Le manque d’expertise en cybersécurité entrave l’action des ONG

L’arrivée du numérique, puis des réseaux sociaux, a fondamentalement changé la donne en déplaçant les enjeux liés aux libertés individuelles, du physique vers le digital. Gaël Musquet, hackeur et fondateur de l’association HAND (Hackers Against Natural Disasters), rappelle que les droits fondamentaux, tels qu’ils sont inscrits dans la Déclaration des droits de l’homme et du citoyen de 1789, doivent aussi être garantis dans le cyberespace.

Comme le constate Gilles Babinet, « Digital Champion » de la France auprès de la Commission européenne depuis 2012, la dynamique propre à Internet a provoqué un glissement des fonctions régaliennes des États vers les ONG. Placées sur le devant de la scène, ces dernières sont certes plus visibles, mais aussi plus vulnérables. Il est donc urgent de protéger ces nouveaux acteurs qui disposent de moyens limités pour assurer leur cybersécurité.

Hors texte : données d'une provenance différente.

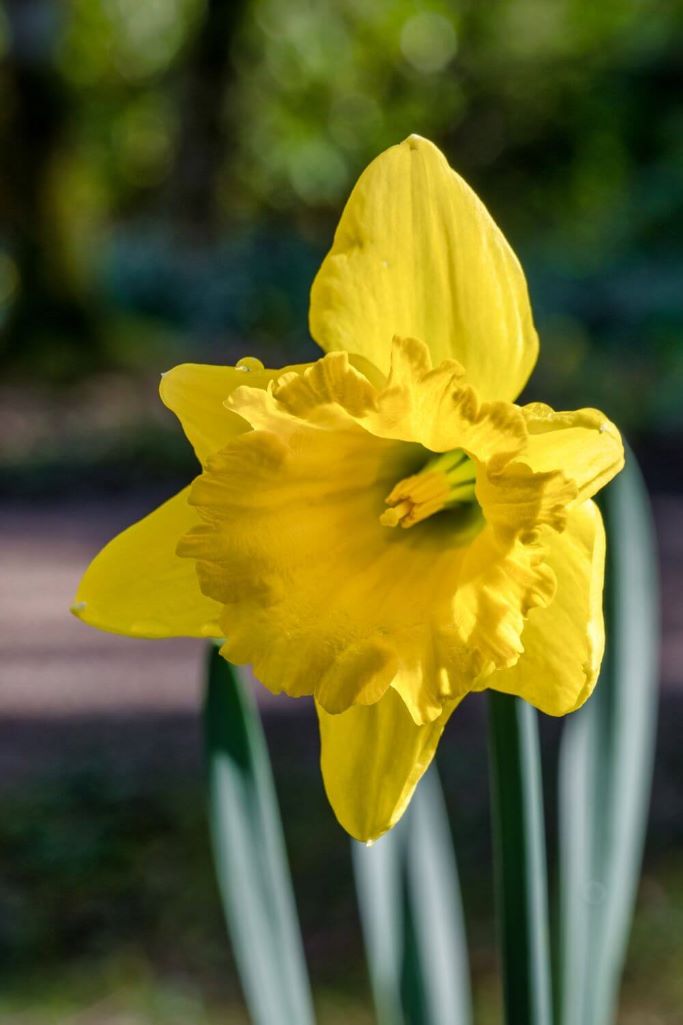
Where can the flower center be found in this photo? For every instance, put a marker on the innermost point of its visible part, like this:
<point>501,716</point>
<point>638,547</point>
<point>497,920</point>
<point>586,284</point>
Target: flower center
<point>445,482</point>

Désinformation, censure, violation de la vie privée, trafic d’influence, totalitarisme… Alors que les atteintes aux libertés individuelles se multiplient sur le terrain du numérique, la question des droits de l’Homme est souvent occultée par les États au profit d’enjeux de réalpolitique. Les ONG se retrouvent avec la responsabilité de défendre ces droits fondamentaux, quelquefois même à l’encontre des États auxquels elles se substituent.

Le Règlement général sur la protection des données (RGPD), entré en vigueur en mai 2018, place la sécurisation des data au cœur de ses préoccupations.

Les ONG ont la responsabilité de la protection des données, parfois confidentielles, qu’elles collectent. Elles doivent également jouer un rôle prépondérant dans le challenge démocratique qui consiste à faire valoir les droits de la société civile dans la mise en application de ce texte.

Bien qu’ayant su tirer pleinement profit des nouveaux outils numériques, les ONG sont extrêmement vulnérables en matière de cybersécurité. Selon Véronique Loquet, spécialiste en cyberdéfense, la plupart des ONG sont conscientes des problèmes de sécurité mais ignorent où trouver les compétences pour se protéger.

Dans quelle mesure les ONG peuvent-elles répondre aux attentes de la société civile dans un environnement qu’elles ne maîtrisent pas ?

« Code is Law » : les hackeurs font bouger les lignes

Dès le début des rencontres organisées par Communication Sans Frontières en décembre 2017,  Fabrice Epelboin, cofondateur de Yogosha, plateforme de « Bug Bounty », pose la question : « Allons-nous réussir à sortir du cliché du hackeur cybercriminel à capuche ? »

Les récentes initiatives de hackeurs devraient leur permettre de passer d’une image négative de « Black Hat » à une image plus positive de « White Hat ». D’individus aux intentions criminelles, agissant seuls pour leur propre compte, nous serions passés à de puissants réseaux de hackeurs fédérés pour défendre l’intérêt général sur le cyberespace.

C’est ce qui motive les initiatives des lanceurs d’alerte  : sortir au grand jour les dossiers secrets, auparavant sous le contrôle des États, des armées, des services de renseignements, etc., avec la conviction que « toute vérité est bonne à dire et donc à être publiée ». Julian Assange, ancien hackeur, a lancé WikiLeaks dans cette optique et a publié à l’échelle internationale des documents confidentiels, donnant ainsi une large audience à des lanceurs d’alerte tout en protégeant leurs sources.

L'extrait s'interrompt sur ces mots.